A longish period of separation before divorce is initiated, therefore, makes sense. Both spouses are able to set up new living arrangements, take care of the emotional needs of children if any, and let the reality of their decision sink in. If they want to initiate divorce proceedings in the country of residence, they have to follow the rules governing divorce in that country. But NRIs or Indian nationals planning on returning to India before initiating divorce, are well advised to seek the help of a lawyer in India before they step out of the country they reside in. The lawyer will not only be able to advise them of Indian rules governing divorce but also let them know if they are better placed to resolve some or all of the divorce issues abroad or in India. There are several reliable and helpful websites on the Net, like nrilegalservices.com for example, which can provide this information.

In India, all major religions have their own laws governing divorce and separate regulations exist regarding divorce in interfaith marriages. Hindus, Buddhists, Sikhs and Jains are governed by the Hindu Marriage Act, 1955; Christians by the Indian Divorce Act, 1869 (this has recently been updated to give Christian women similar rights as Christian men); Parsis by the Parsi Marriage and Divorce Act, 1936; and Muslims by the Dissolution of Muslim Marriages Act, 1939, which provides the grounds on which women can obtain a divorce (men still being able to get away by just uttering the words 'talaq talaq talaq'). Civil marriages and inter-community marriages and divorces are governed by the Special Marriage Act, 1956. Other community specific legislation includes the Native Converts' Marriage Dissolution Act, 1866 that allows a Hindu to appeal for a divorce if a spouse converts to Christianity.

In several Western countries more than 15 reasons (such as 'incompatibility') are considered sufficient grounds for divorce. In India only five reasons are considered adequate for initiating the proceedings: Adultery, Cruelty, Desertion, Impotency, and Chronic Disease are the categories under which divorce is allowed. The interpretation of all these categories varies but the economic, legal, and social ramifications of divorce are generally harsher for women than men. Women have a harder time gaining and keeping the custody of their children, negotiating and receiving child support money from their spouses and, if granted alimony, actually being able to enforce the provision after the law has declared the verdict. Many women, especially from the large middle class population, cannot rely on their families for financial and even emotional support because many Indian parents feel they have discharged their obligations to a daughter by arranging her marriage and providing a dowry. Dowry (especially jewellery which is considered 'streedhan' ) is supposed to be returned after divorce but once again there is a difference between getting a favourable verdict and actually being able to have it enforced. Also, the social stigma attached to divorce can attach itself to the entire household to which the woman belongs, making it difficult to marry off other eligible daughters.
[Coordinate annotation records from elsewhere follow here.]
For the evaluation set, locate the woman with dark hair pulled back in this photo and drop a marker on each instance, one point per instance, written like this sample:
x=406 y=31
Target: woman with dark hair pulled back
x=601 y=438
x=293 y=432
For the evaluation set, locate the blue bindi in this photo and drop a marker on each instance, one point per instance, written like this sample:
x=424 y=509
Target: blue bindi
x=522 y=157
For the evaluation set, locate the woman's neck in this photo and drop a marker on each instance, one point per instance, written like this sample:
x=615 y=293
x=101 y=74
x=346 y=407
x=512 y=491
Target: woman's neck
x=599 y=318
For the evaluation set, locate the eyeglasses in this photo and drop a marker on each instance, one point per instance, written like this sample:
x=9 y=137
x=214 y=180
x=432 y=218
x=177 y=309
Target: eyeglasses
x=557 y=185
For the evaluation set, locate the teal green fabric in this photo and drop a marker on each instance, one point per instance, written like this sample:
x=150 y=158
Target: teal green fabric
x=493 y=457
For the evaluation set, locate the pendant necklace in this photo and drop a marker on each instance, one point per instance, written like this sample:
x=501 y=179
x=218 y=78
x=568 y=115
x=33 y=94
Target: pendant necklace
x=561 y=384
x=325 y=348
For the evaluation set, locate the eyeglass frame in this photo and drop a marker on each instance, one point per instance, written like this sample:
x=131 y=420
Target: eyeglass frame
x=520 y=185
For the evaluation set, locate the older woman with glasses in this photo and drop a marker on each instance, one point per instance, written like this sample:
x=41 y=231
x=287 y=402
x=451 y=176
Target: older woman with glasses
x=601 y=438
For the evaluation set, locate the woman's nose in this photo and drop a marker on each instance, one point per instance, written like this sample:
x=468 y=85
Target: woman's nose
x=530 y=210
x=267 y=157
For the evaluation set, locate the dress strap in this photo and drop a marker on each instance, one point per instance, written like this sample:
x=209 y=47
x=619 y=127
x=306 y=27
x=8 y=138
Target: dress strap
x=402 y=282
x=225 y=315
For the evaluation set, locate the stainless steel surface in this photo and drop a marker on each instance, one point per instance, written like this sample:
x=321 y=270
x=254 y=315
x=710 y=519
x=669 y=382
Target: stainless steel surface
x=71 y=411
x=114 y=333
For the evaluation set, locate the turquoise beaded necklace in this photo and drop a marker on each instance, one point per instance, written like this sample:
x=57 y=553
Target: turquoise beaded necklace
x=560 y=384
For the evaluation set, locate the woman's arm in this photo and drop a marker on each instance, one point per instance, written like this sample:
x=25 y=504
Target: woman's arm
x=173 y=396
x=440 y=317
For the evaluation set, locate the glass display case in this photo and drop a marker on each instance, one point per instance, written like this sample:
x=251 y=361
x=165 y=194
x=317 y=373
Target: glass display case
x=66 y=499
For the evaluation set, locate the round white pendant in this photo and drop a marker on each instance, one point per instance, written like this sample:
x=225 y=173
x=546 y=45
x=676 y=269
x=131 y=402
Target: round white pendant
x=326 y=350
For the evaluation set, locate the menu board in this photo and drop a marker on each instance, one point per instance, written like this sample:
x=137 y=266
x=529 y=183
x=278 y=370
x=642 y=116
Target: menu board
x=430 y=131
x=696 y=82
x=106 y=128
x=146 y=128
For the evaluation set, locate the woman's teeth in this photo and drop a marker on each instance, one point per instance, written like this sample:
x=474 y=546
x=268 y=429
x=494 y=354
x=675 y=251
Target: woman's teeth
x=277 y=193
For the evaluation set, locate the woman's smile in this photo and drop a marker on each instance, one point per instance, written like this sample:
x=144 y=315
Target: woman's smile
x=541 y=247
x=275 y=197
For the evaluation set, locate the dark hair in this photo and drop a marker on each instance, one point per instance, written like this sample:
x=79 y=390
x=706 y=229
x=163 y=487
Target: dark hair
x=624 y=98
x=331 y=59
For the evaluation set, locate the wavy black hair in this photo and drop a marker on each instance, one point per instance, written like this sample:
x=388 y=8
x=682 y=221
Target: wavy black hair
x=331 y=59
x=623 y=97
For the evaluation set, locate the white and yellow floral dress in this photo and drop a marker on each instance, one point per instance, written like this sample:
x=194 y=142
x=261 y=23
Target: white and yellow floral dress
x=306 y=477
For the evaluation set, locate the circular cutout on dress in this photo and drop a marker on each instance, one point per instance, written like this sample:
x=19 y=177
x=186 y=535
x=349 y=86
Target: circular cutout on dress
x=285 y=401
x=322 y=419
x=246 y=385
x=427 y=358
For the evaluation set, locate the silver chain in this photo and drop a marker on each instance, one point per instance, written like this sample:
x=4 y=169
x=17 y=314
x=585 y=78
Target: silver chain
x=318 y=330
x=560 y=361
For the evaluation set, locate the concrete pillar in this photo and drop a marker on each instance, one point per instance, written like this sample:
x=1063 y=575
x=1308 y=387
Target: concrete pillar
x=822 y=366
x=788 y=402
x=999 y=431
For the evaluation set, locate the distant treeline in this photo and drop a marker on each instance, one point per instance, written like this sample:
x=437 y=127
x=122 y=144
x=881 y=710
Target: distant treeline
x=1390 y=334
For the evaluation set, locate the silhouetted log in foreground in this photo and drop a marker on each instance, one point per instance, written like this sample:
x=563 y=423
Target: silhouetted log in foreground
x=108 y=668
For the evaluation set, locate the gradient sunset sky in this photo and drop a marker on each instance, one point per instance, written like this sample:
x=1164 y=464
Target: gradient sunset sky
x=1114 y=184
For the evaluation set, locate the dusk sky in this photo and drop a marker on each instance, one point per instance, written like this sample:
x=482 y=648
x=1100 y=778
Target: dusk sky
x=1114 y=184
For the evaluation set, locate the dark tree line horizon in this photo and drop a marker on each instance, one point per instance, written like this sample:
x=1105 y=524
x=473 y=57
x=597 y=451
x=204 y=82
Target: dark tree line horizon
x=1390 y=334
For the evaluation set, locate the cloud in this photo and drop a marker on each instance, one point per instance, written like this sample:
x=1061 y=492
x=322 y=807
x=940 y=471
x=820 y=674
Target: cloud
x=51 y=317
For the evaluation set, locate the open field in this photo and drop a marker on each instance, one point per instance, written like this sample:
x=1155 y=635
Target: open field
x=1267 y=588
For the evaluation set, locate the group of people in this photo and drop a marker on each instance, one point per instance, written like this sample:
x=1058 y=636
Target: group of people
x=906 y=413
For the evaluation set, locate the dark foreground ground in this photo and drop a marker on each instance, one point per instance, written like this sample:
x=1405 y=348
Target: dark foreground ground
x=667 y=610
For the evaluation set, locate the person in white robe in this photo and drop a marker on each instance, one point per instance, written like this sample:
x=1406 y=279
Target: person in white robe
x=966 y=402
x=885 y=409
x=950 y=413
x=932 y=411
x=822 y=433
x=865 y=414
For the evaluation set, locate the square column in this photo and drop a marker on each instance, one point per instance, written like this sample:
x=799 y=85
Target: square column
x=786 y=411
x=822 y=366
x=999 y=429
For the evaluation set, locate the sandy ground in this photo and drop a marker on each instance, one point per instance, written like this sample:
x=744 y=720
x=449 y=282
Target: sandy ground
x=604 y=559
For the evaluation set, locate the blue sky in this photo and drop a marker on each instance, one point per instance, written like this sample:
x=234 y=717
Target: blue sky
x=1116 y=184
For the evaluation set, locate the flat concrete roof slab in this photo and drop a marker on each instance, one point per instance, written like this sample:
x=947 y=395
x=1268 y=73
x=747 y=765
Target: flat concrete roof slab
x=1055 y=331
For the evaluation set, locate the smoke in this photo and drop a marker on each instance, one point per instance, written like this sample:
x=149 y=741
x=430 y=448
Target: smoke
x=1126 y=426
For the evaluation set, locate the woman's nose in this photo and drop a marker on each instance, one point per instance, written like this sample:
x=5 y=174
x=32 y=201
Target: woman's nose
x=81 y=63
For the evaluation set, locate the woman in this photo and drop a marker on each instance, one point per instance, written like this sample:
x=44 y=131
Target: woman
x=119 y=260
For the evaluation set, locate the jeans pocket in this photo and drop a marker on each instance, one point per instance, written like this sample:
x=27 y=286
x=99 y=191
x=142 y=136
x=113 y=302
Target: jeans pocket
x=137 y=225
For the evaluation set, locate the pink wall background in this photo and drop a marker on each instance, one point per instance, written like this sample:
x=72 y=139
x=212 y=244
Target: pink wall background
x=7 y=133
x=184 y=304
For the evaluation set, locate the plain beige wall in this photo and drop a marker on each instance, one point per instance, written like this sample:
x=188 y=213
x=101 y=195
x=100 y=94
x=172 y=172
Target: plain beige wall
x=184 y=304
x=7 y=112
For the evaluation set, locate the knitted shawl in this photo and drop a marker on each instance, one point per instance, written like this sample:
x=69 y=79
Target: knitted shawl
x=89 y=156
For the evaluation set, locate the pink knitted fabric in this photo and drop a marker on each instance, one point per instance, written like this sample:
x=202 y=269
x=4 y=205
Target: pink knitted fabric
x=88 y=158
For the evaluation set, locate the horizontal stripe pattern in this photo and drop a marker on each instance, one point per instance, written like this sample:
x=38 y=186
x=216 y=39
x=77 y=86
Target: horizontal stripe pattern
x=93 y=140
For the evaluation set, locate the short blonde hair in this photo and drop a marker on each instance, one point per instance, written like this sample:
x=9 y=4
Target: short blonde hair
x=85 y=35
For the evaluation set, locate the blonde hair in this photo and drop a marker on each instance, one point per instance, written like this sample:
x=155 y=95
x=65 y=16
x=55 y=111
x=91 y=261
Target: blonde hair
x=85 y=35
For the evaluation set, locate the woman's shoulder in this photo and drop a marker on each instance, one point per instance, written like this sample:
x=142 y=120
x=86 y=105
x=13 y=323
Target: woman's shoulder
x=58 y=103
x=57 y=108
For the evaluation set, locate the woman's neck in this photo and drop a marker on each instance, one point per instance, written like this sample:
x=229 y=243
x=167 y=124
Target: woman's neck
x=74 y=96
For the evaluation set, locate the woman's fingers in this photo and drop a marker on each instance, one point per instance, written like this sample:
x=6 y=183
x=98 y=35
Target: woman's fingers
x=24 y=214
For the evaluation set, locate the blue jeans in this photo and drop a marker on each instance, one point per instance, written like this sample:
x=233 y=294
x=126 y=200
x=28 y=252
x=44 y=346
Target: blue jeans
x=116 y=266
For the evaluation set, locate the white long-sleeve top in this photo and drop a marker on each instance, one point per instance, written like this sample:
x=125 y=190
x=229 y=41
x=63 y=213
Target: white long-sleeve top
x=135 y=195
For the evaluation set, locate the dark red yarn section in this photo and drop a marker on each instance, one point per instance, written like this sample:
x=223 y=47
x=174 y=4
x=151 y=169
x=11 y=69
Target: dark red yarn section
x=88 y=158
Divorced women, especially those with children, have a much harder time getting remarried than divorced men. They also struggle harder, face more economic hardship, and are less likely to ever again have a normal social life compared to their male counterparts.

Despite all these problems, India has changed with respect to the status of women and continues to. In urban India today, there are many women who are more educated, confident, economically well-off, and aware of their rights than there were even ten years ago. Instead of putting up meekly with cruelty and adultery they are likely to and do initiate divorce of their own accord, call in the police to hand over dowry-hungry spouses, do not allow one bad marriage to prevent them from seeking happiness again, and/or are content to simply set up loving and economically sound single family homes for themselves and their children.